Jack threw himself forward and held his hands up. ‘Wait!’ he exclaimed. ‘There’s something else you should see.’ He reached towards the flap of his bag. The pistol swung abruptly towards his head. He stopped his hand in mid-air. ‘It’s just a computer.’ Nobody moved, and there was silence. Jack cautiously withdrew a palm-sized laptop from his bag. The gun was still trained on him. He walked slowly back and set the laptop on the altar in front of the statue, flipping the lid open. He had already switched it on when he was fumbling in his bag. The screen showed the IMU logo, with a headline and three paragraphs of text beneath. ‘I set up this page an hour ago, when we were on the roof of the Holy Sepulchre. We used Helena’s wireless connection to e-mail it to our press agency contact here. Morgan has taken a disc with the full text in person to the agency. I wrote it during our flight from Los Angeles.’ He tapped a key to enlarge the text. The banner headline was now splashed across the top of the screen:
THE LAST GOSPEL? LOST TOMB REVEALED
Jack turned to the man in the shadows. ‘You see?’ he said coldly, his temper barely in control. ‘I too have friends. Willing brethren, as you would say. As we speak, this story is being syndicated around the world. I arranged for the press release at nineteen hundred hours, three minutes ago. The whole story. My name, your name. This place. Two thousand years of terrorism and murder. Everything you so helpfully told us about the concilium.’
The man said nothing, and then there was a sneering laugh. ‘You don’t even know my name.’
‘Wrong again,’ Jack replied. ‘That’s one thing Elizabeth did manage to say to me, Cardinal Ritter.’
The man twisted in rage and tripped backwards, scrabbling for the wall. At that moment there was a clatter and a blinding light from the stairway at the entrance to the chapel. Everything suddenly happened at once. Costas ducked forward, then swung his left shoulder back at the figure behind him, catching him in the stomach and sending him sprawling.
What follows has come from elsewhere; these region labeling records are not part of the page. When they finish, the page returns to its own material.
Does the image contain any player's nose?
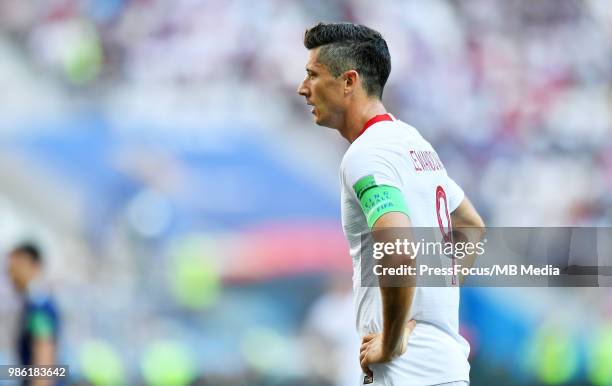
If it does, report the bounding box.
[297,81,308,97]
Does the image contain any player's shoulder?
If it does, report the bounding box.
[341,120,422,168]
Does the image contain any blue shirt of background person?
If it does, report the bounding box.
[8,243,59,386]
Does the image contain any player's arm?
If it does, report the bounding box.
[372,212,415,360]
[451,197,485,284]
[355,177,415,375]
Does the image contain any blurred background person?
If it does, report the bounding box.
[0,0,612,386]
[8,243,59,386]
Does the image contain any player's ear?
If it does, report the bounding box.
[342,70,359,94]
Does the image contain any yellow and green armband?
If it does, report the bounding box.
[353,175,410,228]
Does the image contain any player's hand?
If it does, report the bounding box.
[359,320,416,376]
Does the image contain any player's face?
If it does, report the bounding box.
[8,253,32,292]
[297,48,344,128]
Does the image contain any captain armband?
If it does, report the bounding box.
[353,175,410,229]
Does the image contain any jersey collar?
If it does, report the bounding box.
[355,114,393,139]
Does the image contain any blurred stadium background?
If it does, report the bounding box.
[0,0,612,386]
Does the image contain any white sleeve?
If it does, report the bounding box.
[446,177,465,212]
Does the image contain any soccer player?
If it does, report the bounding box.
[8,243,59,386]
[298,23,484,386]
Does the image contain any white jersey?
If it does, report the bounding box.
[340,115,470,386]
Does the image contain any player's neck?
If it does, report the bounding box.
[340,99,387,143]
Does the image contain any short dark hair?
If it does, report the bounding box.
[304,23,391,99]
[12,242,42,264]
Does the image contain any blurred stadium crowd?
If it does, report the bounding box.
[0,0,612,386]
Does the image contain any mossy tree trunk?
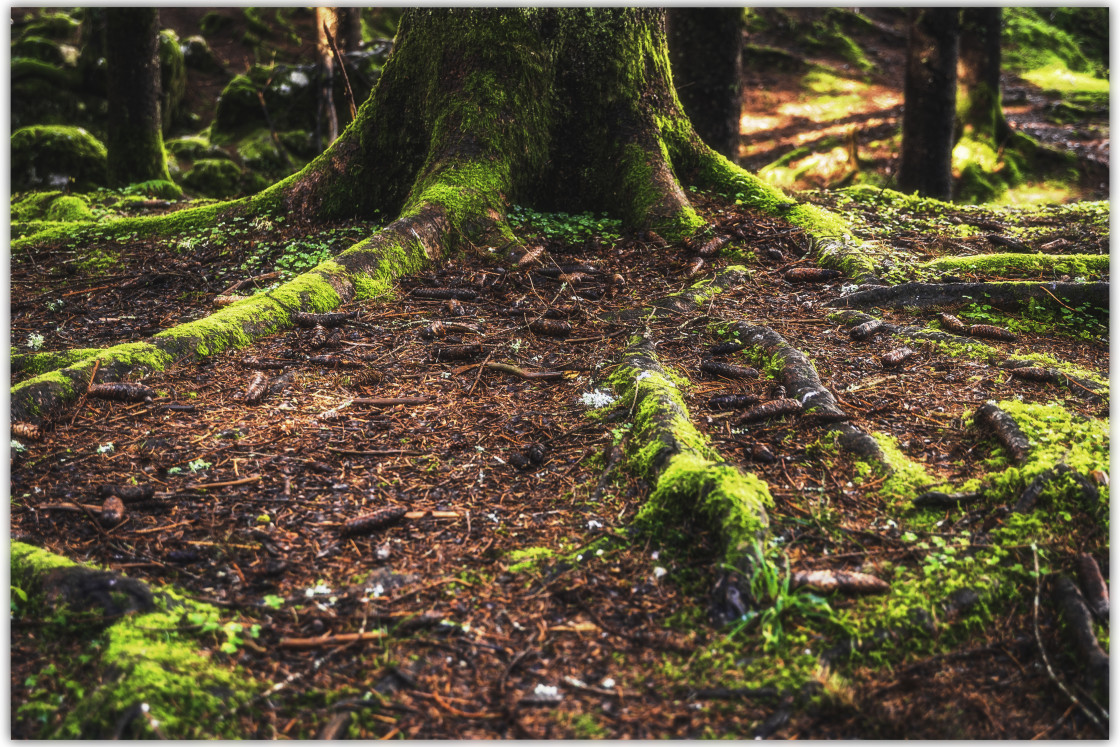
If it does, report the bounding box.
[669,8,743,161]
[898,8,960,199]
[956,8,1010,143]
[105,8,171,186]
[11,8,855,421]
There were shouts in Hebrew, and two uniformed figures advanced out of the light with M4 carbines trained ahead. One of them pulled the gag out of Costas’ mouth and slashed his wrist tie. Costas sneezed violently, then lurched over to Jack, breathing hard. ‘That came in handy,’ he panted, nodding at the bronze cylinder. Helena stumbled over to help Costas.
Jack looked back to the light, and could see Ben standing guard at the entrance to the room, an Israeli police inspector and Morgan alongside. He reached out and held Costas by the shoulders. ‘Thank Christ for that,’ he said, suddenly exhausted. He gave Costas a tired smile
, then gestured at the bronze cylinder. ‘And now you know. I haven’t become a treasure-hunter after all. I only loot artefacts if there’s something bigger at stake.’
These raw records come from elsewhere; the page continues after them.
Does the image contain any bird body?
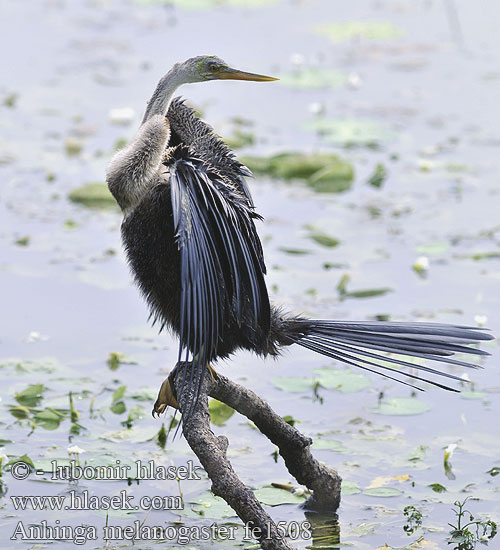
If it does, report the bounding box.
[107,56,491,420]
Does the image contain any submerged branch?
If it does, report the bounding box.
[175,366,341,550]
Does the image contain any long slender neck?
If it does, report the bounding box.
[141,64,189,124]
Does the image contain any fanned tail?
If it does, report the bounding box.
[284,318,493,391]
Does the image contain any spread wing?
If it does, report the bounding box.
[169,146,270,416]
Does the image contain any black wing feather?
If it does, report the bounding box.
[170,146,270,418]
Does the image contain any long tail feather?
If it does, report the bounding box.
[287,318,493,391]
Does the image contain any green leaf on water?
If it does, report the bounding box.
[254,487,306,506]
[271,376,314,393]
[341,486,361,495]
[33,408,66,430]
[458,252,500,262]
[312,439,348,453]
[313,367,370,393]
[363,487,403,498]
[309,232,340,248]
[427,483,447,493]
[415,241,450,256]
[315,21,404,43]
[9,405,30,420]
[68,183,117,208]
[342,287,393,298]
[305,118,393,149]
[186,492,236,519]
[208,399,234,426]
[109,401,127,414]
[278,246,311,256]
[460,391,488,399]
[242,153,354,193]
[370,397,430,416]
[279,67,348,90]
[106,351,137,370]
[367,163,387,189]
[306,162,354,193]
[112,386,127,403]
[5,454,35,470]
[14,384,47,407]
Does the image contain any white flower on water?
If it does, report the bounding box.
[290,53,306,67]
[412,256,429,275]
[307,101,325,115]
[347,73,361,88]
[68,445,85,455]
[444,443,458,464]
[108,107,135,126]
[474,315,488,327]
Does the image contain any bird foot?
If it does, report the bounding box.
[151,369,179,418]
[151,363,219,418]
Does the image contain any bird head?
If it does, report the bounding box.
[179,55,278,83]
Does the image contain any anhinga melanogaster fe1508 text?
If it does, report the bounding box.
[107,56,492,422]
‘Don’t try to tell me you planned this back then,’ Costas panted.
‘Just a contingency. But sending Morgan to orchestrate the press release and find Ben was a big gamble.’
‘A serious bit of time management.’
Jack jerked his head towards the dark opening of the cistern in the floor. ‘I just thought something like this might happen.’
‘So Elizabeth really told you his name?’
Jack shook his head, and paused. ‘We only spoke for a few moments outside the villa in Herculaneum. Maybe she was about to tell me, or thought she’d be able to tell me later. Anyway, Jeremy and I worked through all the possibilities. Our man’s mention of the Viking félag was the giveway, when he gave us his spiel under St Peter’s. We’ve been head to head with this guy before. That narrowed it down.’
‘I’m really sorry about Elizabeth, Jack.’
‘We don’t know anything yet for sure. I’m going to get Ben and the police to give this guy a going-over before we leave this place, though I doubt whether he’ll spill anything.’
‘His henchman might.’
Jack looked at the unconscious figure sprawled on the floor beside them, a policeman standing above him. ‘God knows, he was probably related to her.’
Helena stood up, and put her arms around Jack. He could feel her shaking, but she was putting on a brave face. ‘That was nicely choreographed. Not the Jack Howard I remember. Planning ahead was never your strong point. You always followed your nose.’